The Canon camcorders also have a big following, but I've never used any of their low-end models (the XL and GLs are nice, though). But you can't go wrong with either Sony or Panasonic -- just beware that with Sony, you're really "buying into" the brand, and all that implies (proprietary power connector, batteries, etc.). Thankfully, they all use the same tapes.
posted by Kadin2048 at 8:42 PM on July 18, 2007


I agree with getting a MiniDV. The tapes are a great backup, but it's easy to transfer video to a computer for editing and making DVD's. I've been very happy with my Canon ZR500. The ZR850 is only $279.00 at J&R. Worth a look.
posted by Pater Aletheias at 9:21 PM on July 18, 2007


Big fan of my Panasonic PV-GS150. It's a little bit more than you are looking for, but it's very small, has a great screen. The image quality is amazing (it uses 3CCDs as opposed to a CMOS sensor) with Leica glass, and it has a 2.3 MP camera built in.

Whatever you get, make sure it's MiniDV, has a good lenses, and a reasonably good optical zoom. Don't pay attention to any kind of digital zoom listed in the specs, it looks terrible and is next to worthless. Battery life is also important. Other things like image stabilization are nice, but not critical.

The only thing I don't think the GS150 does well is night shooting. My much older Sony Handicam handles this much much better, but simply add in a decent light and you should be fine.
posted by quin at 9:54 PM on July 18, 2007


I'll second the Canon line. I've had an Optura 20 (it's MiniDV) for a few years, and I've been very happy with it. It was about $400 at the time. (Do shop around for price. Pricegrabber.com is a good place, once you have a model number to search by.)

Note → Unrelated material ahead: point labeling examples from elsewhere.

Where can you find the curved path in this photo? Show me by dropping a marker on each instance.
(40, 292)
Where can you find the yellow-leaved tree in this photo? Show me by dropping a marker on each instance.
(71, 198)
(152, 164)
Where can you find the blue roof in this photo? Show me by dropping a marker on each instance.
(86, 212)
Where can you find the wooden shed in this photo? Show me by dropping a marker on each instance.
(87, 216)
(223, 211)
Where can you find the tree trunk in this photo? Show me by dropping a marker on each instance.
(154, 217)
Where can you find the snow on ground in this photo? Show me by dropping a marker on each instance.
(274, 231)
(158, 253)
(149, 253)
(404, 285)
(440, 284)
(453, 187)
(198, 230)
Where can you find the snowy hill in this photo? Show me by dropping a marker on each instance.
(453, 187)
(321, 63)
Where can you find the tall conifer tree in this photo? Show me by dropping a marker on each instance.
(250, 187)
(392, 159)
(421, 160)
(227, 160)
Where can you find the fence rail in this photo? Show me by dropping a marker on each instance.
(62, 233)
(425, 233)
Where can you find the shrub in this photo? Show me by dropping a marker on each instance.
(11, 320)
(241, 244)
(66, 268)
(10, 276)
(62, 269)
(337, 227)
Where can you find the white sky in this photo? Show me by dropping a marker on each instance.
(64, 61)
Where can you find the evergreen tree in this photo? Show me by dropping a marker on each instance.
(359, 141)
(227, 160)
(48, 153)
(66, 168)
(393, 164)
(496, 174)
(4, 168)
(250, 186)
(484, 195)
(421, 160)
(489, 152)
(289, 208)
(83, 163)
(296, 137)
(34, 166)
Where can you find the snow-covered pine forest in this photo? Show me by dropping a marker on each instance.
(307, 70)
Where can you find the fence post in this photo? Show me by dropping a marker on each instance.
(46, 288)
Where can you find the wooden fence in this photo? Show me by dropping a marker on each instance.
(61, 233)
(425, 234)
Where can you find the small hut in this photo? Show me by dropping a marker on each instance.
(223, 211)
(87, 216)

My recommendation is to get as large an on-board LCD as you can afford. Once I had this option, I didn't look through the viewfinder.

I also second the larger battery suggestion, and possibly a wide-angle lens if you'll be recording groups of people (I have triplets, and trying to get them all in the same shot has been nearly impossible since they learned to crawl 2 years ago.)

The low-light sensitivity of my camera is decent, but not amazing. The outdoor quality in sunlight is seriously impressive. Sharp picture, great color.

There used to be a website called 'dvspot.com' where you could read nice reviews. Apparently they're down now. Wish I knew of a replacement.
posted by Wild_Eep at 7:17 AM on July 19, 2007


Thanks guys, this has been really helpful. Amazing that you all agreed on MiniDV--no doubt in my mind now that's the way to go!